Mais, par ailleurs, l’embroussaillement favorise l’apparition de nouvelles essences végétales et de nouvelles espèces animales. Certains voient cette évolution comme un repli, alors que pour d’autres elle est synonyme d’aventure et de biodiversité. Gilles Clément propose la réalisation d’un ouvrage comprenant des textes et des dessins restituant l’ensemble de la réflexion qu’il a menée sur le territoire de la vallée de la Drobie.

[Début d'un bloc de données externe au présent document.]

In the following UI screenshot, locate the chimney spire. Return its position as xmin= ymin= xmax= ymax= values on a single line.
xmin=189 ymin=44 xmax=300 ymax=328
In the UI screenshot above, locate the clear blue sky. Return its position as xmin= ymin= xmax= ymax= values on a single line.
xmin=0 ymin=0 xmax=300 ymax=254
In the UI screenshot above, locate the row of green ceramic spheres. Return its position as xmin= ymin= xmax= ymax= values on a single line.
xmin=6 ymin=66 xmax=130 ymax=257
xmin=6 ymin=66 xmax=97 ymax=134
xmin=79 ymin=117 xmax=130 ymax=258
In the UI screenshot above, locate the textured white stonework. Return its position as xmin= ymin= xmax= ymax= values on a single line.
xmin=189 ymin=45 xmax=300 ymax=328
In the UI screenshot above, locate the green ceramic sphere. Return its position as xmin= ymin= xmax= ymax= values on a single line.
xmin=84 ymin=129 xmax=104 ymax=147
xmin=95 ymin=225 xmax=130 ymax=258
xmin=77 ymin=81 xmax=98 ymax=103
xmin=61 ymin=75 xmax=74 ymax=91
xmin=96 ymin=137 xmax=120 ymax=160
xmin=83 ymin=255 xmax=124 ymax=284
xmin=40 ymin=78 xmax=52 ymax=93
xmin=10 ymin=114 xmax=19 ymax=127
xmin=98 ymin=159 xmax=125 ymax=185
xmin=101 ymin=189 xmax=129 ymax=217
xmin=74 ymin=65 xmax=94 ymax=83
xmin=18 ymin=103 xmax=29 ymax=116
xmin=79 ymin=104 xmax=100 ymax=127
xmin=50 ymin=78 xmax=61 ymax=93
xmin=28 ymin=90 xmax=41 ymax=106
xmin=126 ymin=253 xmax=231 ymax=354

Parallèlement, sur le terrain, il envisage une installation sans émergence, qui serait une halte sur un point haut du sentier des Lauzes mais légèrement à l’écart de celui-ci, à proximité de la Chapelle Saint-Régis entre Saint-Mélany et Dompnac. Le site est localisé dans le climat forestier naturel des monts d’Ardèche à sol acide, donc dans la yeuseraie, milieu peu considéré, traditionnellement réservé à la sauvagine. Il se place en belvédère dont l’angle de vision contient quelques traits remarquables du paysage de l’Ardèche autour de la Drobie, et en particulier l’effet « clairière» des terres aménagées et protégées, groupées autour des villages et entourées de forêts continues dominées par le châtaignier (vue sur Dompnac, village caractéristique d’une telle configuration).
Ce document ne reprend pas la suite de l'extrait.